Cuando la separación de poderes no existe, éstos funcionan como vasos comunicantes del autoritarismo, del tráfico de influencias, de la opacidad, de lo faccioso y partidista. Eso le ha pasado al poder judicial del estado. (Las minúsculas son para reflejar al autosometimiento y rebajamiento del mismo).

El recuento de los daños –y de las mañas- que se han venido presentando habría que comenzarlo por la nueva sede. La “Ciudad Judicial más grande de América Latina” en ningún sentido hace honor a su presuntuoso calificativo. Suponiendo que las dimensiones tuvieran algo que ver con la calidad de justicia que se imparte, hay en México otros complejos judiciales mayores. Pero, yéndonos a la calidad de la obra construida, las quejas de los usuarios son múltiples: elevadores siempre saturados (no lo de los magistrados que son exclusivos para ellos); pisos en declive (y no se trata de salas de cine), el edificio se cimbra, no por la exigencia ciudadana, sino por el paso de cualquier camión urbano o transporte pesado. No hay que olvidar que la firma de conformidad a la recepción de la obra civil fue uno de los factores que precipitaron la acelerada renuncia-jubilación del anterior Magistrado Presidente.

Por cierto, existen varias denuncias de empleados de este poder que prefieren permanecer en el anonimato por temor a represalias en el sentido de que han sido despedidas varias personas por su cercanía al anterior Presidente Magistrado. A otras, se les han quitado las plazas, ganadas con el trabajo de años y se les ha recontratado por honorarios, con plazos predeterminados, sin ningunas prestaciones. Denuncian malos tratos de los funcionarios administrativos, entre los cuales hay varios parientes políticos o por consanguineidad. Ellos son quienes manejan la plantilla del poder judicial.

Señalan también que en el Instituto de Justicia Alternativa se despidió a los coordinadores y a la jefa del mismo. A quienes se quedaron se les privó de una compensación de once mil pesos que recibían. Reina la incertidumbre entre los trabajadores con alguna antigüedad, mientras continuamente ingresa personal nuevo a laborar. Ahora, en tiempos de campañas electorales, existen también diversas denuncias en el sentido que a los empleados de este poder se les exige que trabajen de diversas formas en las campañas del PRI: por ejemplo, en las redes telefónicas de promoción del voto.

La impartición de Justicia se ve afectada de muy diversas formas: los concursos ya no se toman en cuenta para la designación de los jueces, pues éstos se nombran por acuerdo del Presidente del STJ con el Gobernador del Estado. Las sentencias se concentran en sólo dos titulares.

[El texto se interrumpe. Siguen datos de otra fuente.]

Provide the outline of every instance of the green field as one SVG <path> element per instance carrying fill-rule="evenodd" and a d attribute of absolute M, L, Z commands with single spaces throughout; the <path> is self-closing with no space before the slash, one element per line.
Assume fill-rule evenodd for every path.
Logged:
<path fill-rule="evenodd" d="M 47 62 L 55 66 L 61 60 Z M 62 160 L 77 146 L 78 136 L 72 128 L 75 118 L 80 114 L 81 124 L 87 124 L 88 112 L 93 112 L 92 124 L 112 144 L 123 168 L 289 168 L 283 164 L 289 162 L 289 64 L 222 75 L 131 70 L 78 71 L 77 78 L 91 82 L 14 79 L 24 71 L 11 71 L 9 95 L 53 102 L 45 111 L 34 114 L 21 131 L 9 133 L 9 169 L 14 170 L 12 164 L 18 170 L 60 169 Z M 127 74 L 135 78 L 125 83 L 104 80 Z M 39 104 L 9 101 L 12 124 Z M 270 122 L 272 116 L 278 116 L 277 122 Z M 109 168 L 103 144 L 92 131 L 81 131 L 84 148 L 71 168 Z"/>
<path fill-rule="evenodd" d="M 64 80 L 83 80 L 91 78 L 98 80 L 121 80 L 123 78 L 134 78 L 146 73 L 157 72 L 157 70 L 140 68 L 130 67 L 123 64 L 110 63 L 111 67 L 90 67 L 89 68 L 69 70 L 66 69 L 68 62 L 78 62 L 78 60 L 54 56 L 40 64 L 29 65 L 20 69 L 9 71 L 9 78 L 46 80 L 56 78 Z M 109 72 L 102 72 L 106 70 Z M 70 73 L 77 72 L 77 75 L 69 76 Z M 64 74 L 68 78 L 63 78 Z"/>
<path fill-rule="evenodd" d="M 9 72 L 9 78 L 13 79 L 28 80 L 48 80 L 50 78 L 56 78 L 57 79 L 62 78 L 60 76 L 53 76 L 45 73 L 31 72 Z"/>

Lo peor de todo es la subordinación total de este poder a la voluntad del Gobernador: en las frecuentes reuniones que los titulares de este poder tienen con él, siempre les da la misma consigna: no debe emitirse ninguna sentencia absolutoria sin consultarlo previamente con su persona. Es necesario que el estado dé la imagen de que hay un alto porcentaje de juicios que terminan con la condena del presunto responsable, para demostrar que la impunidad baja en Chihuahua. Sin embargo, quienes conocen del tema señalan que un buen sistema de justicia penal acusatorio, como el vigente en el estado desde 2008, entre menos sentencias o asuntos lleguen a juicio es mejor.

Estas son sólo algunas de las denuncias que varios trabajadores de este poder, despedidos o todavía en funciones, expresan pero prefieren permanecer en el anonimato, ariscos ya de tantas represalias en contra de ellos y de sus compañeros. Si el Poder Judicial del Estado operara con transparencia, independencia, si rindiera cuentas puntuales y no estuviera sometido al Ejecutivo y al partido de éste, las podría responder a cabalidad.

Sin embargo, con este poder sucede lo mismo que con el Vivebús: se hace una cuantiosa inversión en infraestructura física, pero se entrega a los mismos grupos de interés, se subordina a los caprichos del Jefe del Ejecutivo. Y luego salen a relucir los vicios ocultos, no sólo los del edificio, sino del manejo interesado y faccioso de la Cosa Pública.

Si este sexenio todo en Chihuahua ha funcionado así, ¿por qué habría de escapar el poder judicial del estado, mejor dicho, del gobernador del estado?

P.S: Espero que por pubicar este artículo no me pase lo mismo que al joven y valiente reportero Gabriel Ortega, a quien le fue aplicada la versión chihuahuense de la Ley Mordaza: el inefable y arbitrario artículo 333 del Código Penal del Estado que a la letra dice: Artículo 333. Se impondrán de uno a tres años de prisión y de cincuenta a mil días multa al que, para obtener un beneficio o causar un daño, indebidamente produzca o edite, por cualquier medio técnico, imágenes, textos o voces, total o parcialmente falsos o verdaderos.

Por eso aclaro: el presente texto no tiene como pretensión obtener ningún beneficio, ni causar un daño, simplemente contribuir a la mejoría del Poder Judicial del Estado.

Opinión

Reforma caída, poder en disputa. Por Caleb Ordóñez T.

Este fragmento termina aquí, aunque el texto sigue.